Basic System Administration Tasks

Below is a list of some of the more common tasks that a system administrator may be expected to perform.  In real life, for any given position, a system administrator may be required to do more or fewer tasks than those listed here.

Daily Activities of a System Administrator

Your personal list will nearly always be unique to your level, experience, situation, goals, and values.  A typical day might look like this:

Arrive at Work Check service desk for new and on-going requests and issues
Morning Check monitoring system(s) for new incidents and the status of recent incidents and changes
Work on service desk request(s) and issue(s)
Work on emergency that “suddenly” came up
Lunch Break
Early Afternoon Attend meetings (future planning, management reporting), make vendor and other calls
Mentoring
Late Afternoon Work on service desk requests
Self-training and advancement preparation
Update status and work on reports

The service desk is the main application where users, help desk personnel, and system admins can create requests (for new features) or report issues.  This software is often known as a “trouble-ticketing system”.  Example requests include new employee (create login, email, and other IDs, setup access, etc.), new project (create new website, new database etc.), upgrade services and software to new versions, upgrade hardware (memory, disks, etc.), and so on.  Examples of issues include login/access not working (website, FTP, etc.), site (website, etc.) not working, printing issues, migration of old website or other data to new service, backup and restore requests (this is vital, and you can't afford to mess it up), employee termination, and so on.

Monitoring is usually a simple matter of examining reports from monitoring software, or (cheaper) examining log files.  Over time, you must adjust what is monitored.  Often monitoring is automated to some extent by crafting shell (or other) scripts to do most of the work for you, and to generate simple reports and alerts.  Some simple checks which can be done daily include uptime checks for each host, log summaries (or sometimes raw logs: dmesg, maillog, secure, messages, etc.), network status (including bandwidth used and error counts), hard disk (storage volume) free space and errors, backup status, and various performance metrics (such as CPU utilization).  Monitoring is related to capacity planning; you need to be able to predict when to order upgrades, replacements, and new equipment and services.

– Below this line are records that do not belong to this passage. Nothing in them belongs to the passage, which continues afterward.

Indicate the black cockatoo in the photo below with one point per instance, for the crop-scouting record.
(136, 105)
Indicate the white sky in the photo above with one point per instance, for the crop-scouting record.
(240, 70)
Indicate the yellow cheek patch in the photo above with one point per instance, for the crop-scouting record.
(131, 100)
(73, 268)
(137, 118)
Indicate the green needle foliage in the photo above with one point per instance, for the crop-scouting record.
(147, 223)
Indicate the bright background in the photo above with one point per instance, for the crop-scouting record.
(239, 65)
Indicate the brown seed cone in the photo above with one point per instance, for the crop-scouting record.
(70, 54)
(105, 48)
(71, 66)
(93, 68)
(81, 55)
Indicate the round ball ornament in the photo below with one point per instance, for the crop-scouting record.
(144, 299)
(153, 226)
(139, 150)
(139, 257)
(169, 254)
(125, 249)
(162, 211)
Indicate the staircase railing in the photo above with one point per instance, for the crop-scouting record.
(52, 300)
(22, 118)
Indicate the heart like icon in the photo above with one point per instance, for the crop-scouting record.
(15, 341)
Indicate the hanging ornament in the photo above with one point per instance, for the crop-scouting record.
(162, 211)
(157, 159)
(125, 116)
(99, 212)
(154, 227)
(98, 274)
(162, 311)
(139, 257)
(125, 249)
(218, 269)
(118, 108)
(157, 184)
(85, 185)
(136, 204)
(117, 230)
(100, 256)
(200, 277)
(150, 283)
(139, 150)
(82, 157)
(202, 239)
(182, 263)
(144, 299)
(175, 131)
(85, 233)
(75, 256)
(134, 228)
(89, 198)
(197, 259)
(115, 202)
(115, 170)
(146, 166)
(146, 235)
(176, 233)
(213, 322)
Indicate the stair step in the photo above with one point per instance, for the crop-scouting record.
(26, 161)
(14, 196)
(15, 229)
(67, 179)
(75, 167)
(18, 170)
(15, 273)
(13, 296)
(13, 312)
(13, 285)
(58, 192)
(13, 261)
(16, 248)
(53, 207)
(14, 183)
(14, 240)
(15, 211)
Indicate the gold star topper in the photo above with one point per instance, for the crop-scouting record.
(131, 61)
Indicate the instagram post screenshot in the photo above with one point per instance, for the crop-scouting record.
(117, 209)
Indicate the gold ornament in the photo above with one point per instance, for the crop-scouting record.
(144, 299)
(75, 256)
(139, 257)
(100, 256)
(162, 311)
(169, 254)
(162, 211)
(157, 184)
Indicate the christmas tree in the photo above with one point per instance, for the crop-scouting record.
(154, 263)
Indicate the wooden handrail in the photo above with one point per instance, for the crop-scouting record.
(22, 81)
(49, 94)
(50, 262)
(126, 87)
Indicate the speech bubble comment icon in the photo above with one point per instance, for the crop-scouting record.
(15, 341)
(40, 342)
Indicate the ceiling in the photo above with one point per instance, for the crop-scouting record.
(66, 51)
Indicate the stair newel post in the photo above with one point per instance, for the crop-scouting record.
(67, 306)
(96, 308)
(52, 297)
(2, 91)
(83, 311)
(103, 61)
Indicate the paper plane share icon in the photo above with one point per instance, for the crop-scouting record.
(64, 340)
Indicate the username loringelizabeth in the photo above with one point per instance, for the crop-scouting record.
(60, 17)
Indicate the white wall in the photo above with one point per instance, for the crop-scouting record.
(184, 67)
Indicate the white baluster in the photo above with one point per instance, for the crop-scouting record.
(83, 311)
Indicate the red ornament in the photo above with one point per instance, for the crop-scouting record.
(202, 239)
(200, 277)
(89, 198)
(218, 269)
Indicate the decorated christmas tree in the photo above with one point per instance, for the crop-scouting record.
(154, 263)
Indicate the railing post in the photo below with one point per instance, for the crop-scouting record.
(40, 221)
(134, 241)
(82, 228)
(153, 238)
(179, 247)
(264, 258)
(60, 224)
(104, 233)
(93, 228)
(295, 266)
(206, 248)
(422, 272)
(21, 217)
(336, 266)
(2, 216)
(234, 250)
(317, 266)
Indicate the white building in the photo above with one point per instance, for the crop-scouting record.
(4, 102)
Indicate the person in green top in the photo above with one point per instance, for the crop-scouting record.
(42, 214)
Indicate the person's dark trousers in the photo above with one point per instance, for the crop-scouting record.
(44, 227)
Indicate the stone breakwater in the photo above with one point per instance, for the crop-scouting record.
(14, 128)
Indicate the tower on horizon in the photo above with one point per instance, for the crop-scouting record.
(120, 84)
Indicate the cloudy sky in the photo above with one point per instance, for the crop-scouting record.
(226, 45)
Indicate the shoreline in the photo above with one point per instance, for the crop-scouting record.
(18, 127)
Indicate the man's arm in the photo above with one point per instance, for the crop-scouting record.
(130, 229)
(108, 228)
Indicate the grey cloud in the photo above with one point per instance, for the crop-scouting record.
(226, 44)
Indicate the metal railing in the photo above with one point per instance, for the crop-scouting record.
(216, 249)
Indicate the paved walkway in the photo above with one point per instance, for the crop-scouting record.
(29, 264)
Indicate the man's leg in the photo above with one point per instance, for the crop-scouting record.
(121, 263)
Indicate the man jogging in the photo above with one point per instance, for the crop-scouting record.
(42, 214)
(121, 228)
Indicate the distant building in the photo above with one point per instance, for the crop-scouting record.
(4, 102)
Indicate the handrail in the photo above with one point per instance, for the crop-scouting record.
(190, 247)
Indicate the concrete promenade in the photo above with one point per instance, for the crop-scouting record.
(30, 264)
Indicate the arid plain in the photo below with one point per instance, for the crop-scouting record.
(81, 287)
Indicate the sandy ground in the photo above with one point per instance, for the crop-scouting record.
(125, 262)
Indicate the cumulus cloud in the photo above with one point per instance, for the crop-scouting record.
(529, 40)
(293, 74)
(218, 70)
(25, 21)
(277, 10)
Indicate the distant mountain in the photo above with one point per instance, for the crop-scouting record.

Another routine task of a system administrator is planning for the future.  From time to time, think in a quiet place, talk with colleagues, talk with users/customers, and understand where you may improve your sites, services, and procedures.  Then, research technologies and “best practices” that may be used (especially new ones) to decide which may be worth using.  Research may involve proactive project creation, some project management, predictive analysis, and statistical analysis.  Then, if necessary, get management permission (and budget) for implementation of these research (or “pilot”) projects.  You must also find time to keep up your skills, as well as building your career.